Karsten Schwanke

Wälder sind wichtig!
Und das auch aus der Sicht eines Meteorologen wie Karsten Schwanke. Wofür wir unsere Wälder so dringend brauchen, erläuterte der am Dienstagabend im ausverkauften Gasometer. Direkt unter der Lichtkunstinstallation „Der Baum“ machte Schwanke die ökologischen Wechselwirkungen zwischen Wald, Wetter und Klimawandel greifbar.
Wälder sind weit mehr als nur grüne Lungen der Erde: Sie beeinflussen das Wetter, regulieren den Wasserkreislauf und spielen eine zentrale Rolle im globalen Klimasystem. Gleichzeitig sind sie selbst stark von den Folgen des Klimawandels betroffen. Diesem spannenden Themenfeld widmete sich der Vortrag „Unser Wald – zwischen Wetter und Klimawandel“ von Karsten Schwanke am 21. Juli im Gasometer Oberhausen.
In seinem Vortrag beleuchtete Schwanke die komplexen Wechselwirkungen zwischen Wald und Wetter. Er zeigt auf, wie Wälder Temperatur, Luftfeuchtigkeit und Wind beeinflussen, Wolkenbildung fördern und Wasser speichern. Gleichzeitig geht er der Frage nach, wie sich der Klimawandel auf Wälder in Deutschland und weltweit auswirkt und welche Konsequenzen sich daraus ergeben.
Karsten Schwanke ist einem breiten Publikum als Moderator der Wettervorhersage in der ARD bekannt. Als erfahrener Wissenschaftsvermittler versteht er es, komplexe Zusammenhänge anschaulich und verständlich zu erklären.
Hier geht es zum Video des Vortrags

Wir haben dem Wetterexperten fünf Fragen zum Themenkomplex Wald und Wetter gestellt:
• Welche Rolle spielen Wälder konkret für unser Wetter — zum Beispiel bei Temperatur, Regen und Wolkenbildung?
Gesunde Wälder speichern 90 Prozent des Regenwassers. Sie spielen also im Wasserkreislauf, vor allem bei der Speicherung des Wassers eine große Rolle. Damit fördern sie die Wolken- und Regenbildung (aufgrund der Verdunstung).
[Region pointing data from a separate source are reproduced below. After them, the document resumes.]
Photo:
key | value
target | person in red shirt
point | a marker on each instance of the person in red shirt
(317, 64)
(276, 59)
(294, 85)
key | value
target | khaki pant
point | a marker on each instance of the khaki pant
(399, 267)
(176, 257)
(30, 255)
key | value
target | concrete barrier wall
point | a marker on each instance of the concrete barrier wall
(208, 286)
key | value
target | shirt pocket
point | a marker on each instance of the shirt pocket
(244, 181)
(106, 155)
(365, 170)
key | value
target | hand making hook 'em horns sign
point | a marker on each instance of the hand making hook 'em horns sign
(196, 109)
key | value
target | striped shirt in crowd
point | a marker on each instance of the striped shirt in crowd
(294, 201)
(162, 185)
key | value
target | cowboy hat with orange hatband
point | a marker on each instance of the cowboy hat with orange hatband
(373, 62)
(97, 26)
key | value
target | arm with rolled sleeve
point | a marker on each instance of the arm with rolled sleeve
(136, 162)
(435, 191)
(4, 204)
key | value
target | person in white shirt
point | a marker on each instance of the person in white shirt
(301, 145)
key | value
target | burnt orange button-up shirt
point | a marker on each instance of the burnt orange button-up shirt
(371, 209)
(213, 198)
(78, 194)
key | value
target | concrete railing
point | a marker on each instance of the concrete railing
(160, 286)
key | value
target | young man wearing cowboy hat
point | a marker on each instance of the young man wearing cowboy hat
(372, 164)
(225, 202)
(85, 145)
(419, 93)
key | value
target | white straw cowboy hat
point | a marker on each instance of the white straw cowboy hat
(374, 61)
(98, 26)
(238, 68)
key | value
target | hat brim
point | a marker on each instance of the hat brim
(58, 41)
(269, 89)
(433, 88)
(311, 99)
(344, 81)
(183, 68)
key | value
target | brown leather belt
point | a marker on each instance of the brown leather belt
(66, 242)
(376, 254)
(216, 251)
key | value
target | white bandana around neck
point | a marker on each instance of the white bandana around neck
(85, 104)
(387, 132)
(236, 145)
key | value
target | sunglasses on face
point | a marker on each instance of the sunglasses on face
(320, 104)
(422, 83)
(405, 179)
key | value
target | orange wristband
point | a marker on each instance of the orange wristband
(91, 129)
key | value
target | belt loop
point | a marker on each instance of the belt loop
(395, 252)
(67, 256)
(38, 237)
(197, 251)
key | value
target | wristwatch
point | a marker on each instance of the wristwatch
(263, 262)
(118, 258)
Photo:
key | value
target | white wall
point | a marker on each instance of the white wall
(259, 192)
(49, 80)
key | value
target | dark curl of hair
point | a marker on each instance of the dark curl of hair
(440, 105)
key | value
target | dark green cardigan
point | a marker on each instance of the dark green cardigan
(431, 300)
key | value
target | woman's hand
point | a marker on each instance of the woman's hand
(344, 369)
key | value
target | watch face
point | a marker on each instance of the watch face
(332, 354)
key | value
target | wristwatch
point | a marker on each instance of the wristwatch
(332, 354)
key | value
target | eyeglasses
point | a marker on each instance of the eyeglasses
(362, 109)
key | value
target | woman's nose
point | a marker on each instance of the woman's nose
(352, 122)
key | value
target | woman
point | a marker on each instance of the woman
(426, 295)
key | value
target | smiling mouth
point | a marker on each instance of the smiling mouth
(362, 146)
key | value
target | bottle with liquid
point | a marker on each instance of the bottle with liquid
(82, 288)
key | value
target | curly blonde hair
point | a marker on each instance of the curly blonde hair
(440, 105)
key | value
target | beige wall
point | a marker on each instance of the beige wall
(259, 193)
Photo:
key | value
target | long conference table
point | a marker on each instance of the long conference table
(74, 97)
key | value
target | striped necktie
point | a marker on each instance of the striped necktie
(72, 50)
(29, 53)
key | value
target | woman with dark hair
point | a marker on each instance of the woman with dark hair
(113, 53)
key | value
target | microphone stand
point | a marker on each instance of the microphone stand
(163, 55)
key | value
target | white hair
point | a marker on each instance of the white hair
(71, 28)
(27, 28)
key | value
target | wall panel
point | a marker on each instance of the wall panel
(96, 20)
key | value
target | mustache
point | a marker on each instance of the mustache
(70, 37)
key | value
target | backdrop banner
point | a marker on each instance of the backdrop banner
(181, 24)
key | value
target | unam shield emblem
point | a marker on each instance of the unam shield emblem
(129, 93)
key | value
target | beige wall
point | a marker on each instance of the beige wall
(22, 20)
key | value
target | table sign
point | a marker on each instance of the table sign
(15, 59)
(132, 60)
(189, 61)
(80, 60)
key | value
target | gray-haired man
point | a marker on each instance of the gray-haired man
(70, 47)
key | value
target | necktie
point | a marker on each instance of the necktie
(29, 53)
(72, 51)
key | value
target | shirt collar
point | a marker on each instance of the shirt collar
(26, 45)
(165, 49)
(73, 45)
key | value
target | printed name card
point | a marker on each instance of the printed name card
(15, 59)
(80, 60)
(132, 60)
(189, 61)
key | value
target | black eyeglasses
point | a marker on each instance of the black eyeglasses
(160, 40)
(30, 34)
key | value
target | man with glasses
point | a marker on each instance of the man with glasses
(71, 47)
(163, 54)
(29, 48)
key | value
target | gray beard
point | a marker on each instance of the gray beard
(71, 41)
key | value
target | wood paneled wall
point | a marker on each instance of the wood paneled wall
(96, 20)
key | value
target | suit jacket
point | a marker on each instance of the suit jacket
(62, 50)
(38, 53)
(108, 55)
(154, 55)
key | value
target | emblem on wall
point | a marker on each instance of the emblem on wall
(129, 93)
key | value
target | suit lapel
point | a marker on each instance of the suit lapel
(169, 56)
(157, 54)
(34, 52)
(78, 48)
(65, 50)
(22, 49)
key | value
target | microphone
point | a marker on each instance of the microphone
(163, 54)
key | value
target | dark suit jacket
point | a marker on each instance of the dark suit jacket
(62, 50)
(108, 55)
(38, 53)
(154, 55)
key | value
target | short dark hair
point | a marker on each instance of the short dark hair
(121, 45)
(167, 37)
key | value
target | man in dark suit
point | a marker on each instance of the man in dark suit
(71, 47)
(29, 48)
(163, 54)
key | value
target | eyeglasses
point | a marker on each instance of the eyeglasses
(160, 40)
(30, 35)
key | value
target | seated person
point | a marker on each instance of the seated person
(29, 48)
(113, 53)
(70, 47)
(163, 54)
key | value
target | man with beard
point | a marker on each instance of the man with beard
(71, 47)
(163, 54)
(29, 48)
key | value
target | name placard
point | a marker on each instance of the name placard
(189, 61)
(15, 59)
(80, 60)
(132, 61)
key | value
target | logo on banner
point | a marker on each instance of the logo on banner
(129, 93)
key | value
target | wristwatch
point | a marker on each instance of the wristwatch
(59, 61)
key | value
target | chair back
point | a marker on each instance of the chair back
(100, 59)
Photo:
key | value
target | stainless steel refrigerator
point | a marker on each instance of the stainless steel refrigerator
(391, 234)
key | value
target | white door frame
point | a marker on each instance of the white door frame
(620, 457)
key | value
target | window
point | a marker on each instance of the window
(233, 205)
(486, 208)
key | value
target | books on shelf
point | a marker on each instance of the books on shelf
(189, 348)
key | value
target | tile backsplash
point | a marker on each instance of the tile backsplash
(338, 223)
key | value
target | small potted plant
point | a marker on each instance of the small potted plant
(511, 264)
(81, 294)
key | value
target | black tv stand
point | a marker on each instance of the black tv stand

Und nicht zuletzt kühlen Wälder aufgrund der Verdunstung ihre Umgebungsluft. Sie sind also ein ganz wichtiger Baustein im lokalen Klimasystem.
• Wie stark beeinflusst der Zustand unserer Wälder bereits heute das regionale Klima in Deutschland?
In den Dürrejahren 2018-2020 kamen die Wälder an ihre Belastungsgrenze. Die starke Austrocknung der Wälder verstärkt die Erwärmung der Luft. Der eigentlich kühlende Effekt der Wälder blieb aus.
• Welche Folgen des Klimawandels beobachten wir aktuell besonders deutlich in den Wäldern bei uns?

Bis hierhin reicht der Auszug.